Keith afferrò per il braccio sinistro il fratello più piccolo e lo trascinò in direzione delle scale; il bassista lo lasciò andare senza dire nulla e scosse la testa.

Avrebbe risolto quel nuovo casino in un altro momento ed in un altro posto più opportuni; avrebbe chiamato Keith una volta tornato a St.Louis, lo avrebbe convinto a raggiungerlo, prolungando il suo soggiorno negli Stati Uniti, ed allora gli avrebbe dato tutte le spiegazioni che gli aveva promesso anni prima, un giorno di Natale.

Distolse lo sguardo dal corridoio, fissò la porta chiusa ed avvertì subito un’ondata di nausea alla bocca dello stomaco.

Erano trascorsi quattro anni, ma Jennifer restava pur sempre la persona che lo aveva tradito senza alcuna remore, trovandosi un amante fisso e restando incinta di lui; e restava pur sempre una persona che non desiderava vedere e con cui non desiderava avere alcun contatto.

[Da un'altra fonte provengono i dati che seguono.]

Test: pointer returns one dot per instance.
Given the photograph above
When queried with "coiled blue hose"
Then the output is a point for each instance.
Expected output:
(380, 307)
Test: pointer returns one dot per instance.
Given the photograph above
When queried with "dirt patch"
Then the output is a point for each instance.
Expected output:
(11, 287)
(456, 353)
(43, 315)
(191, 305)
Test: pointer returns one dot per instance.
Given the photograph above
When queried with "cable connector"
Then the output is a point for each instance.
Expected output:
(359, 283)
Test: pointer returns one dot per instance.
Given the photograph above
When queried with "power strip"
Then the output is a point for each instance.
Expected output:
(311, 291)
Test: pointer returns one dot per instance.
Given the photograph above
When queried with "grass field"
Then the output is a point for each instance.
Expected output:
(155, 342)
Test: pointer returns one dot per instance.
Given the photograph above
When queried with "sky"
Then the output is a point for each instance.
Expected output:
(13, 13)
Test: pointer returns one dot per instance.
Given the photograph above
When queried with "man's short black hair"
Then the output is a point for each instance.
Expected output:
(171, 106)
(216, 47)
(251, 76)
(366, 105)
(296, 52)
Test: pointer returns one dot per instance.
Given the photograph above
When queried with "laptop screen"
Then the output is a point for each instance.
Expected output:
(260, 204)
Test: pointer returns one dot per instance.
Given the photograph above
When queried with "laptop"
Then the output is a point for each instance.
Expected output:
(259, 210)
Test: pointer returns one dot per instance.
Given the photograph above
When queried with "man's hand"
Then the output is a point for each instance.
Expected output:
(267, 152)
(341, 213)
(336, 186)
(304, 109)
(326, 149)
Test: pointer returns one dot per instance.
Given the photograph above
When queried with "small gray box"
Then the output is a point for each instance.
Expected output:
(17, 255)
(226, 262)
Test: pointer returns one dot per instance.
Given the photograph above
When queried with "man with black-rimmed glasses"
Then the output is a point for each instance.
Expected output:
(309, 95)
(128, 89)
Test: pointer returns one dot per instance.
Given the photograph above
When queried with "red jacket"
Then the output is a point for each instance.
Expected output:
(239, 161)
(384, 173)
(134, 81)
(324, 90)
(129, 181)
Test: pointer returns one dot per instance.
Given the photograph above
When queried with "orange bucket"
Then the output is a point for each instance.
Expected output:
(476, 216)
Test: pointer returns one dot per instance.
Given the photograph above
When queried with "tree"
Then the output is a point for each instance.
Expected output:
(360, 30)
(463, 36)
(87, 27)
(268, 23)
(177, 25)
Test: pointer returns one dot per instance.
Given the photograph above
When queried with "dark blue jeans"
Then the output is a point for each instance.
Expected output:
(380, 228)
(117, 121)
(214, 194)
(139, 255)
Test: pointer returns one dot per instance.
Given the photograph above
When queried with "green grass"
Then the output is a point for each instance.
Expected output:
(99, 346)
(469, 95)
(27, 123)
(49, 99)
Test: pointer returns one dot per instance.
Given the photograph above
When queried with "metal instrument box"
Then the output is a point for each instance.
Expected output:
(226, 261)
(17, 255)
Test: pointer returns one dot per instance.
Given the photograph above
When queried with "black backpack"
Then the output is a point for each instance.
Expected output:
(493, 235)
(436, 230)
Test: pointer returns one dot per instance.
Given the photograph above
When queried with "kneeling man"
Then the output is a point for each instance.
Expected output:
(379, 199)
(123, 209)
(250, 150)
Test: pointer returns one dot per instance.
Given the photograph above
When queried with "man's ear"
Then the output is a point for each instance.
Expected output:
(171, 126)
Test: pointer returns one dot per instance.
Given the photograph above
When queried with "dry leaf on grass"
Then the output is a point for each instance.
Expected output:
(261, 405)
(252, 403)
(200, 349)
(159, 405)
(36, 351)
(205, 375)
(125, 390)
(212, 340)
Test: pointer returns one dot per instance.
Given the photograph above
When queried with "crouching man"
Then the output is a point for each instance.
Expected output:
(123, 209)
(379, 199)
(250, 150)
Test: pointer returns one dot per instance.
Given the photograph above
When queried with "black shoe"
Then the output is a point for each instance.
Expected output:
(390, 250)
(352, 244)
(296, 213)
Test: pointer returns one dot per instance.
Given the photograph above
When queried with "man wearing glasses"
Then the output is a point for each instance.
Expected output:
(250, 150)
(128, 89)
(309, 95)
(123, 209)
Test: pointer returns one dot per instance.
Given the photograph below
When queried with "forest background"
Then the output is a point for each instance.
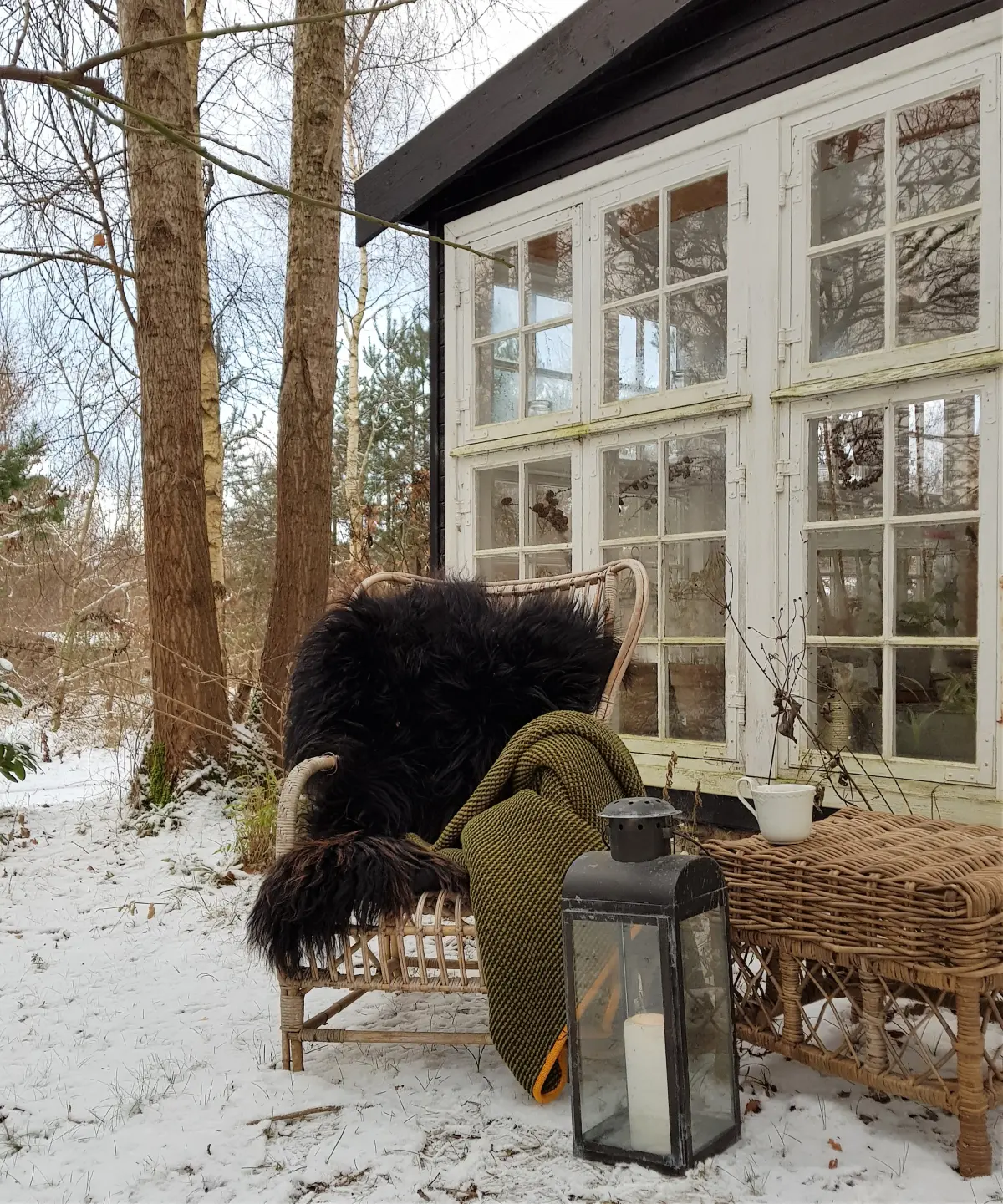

‘Avanti. Via il dente, via il dolore’ pensò l’uomo e, prima di poter avere qualunque forma di ripensamento, bussò due volte, ricevendo quasi subito una risposta dall’altra parte.



 
“Avanti!” esclamò Jennifer, sollevando gli occhi dalla rivista che stava sfogliando senza un reale interesse e posandola sul comodino, affianco al vassoio col pranzo che non aveva neppure sfiorato, convinta che la persona dall’altra parte della porta fosse David; il chitarrista, difatti, le aveva promesso che di tanto in tanto sarebbe passato per accertarsi delle sue condizioni fisiche e del suo umore, e lo aveva già fatto ben tre volte.

In una delle sue premurose visite, era entrato in camera con il vassoio; in quell’occasione, Jen lo aveva ringraziato con un sorriso, ma il nodo che sentiva alla bocca dello stomaco le aveva impedito anche solo di assaggiare le leccornie che l’ex cognato le aveva gentilmente portato.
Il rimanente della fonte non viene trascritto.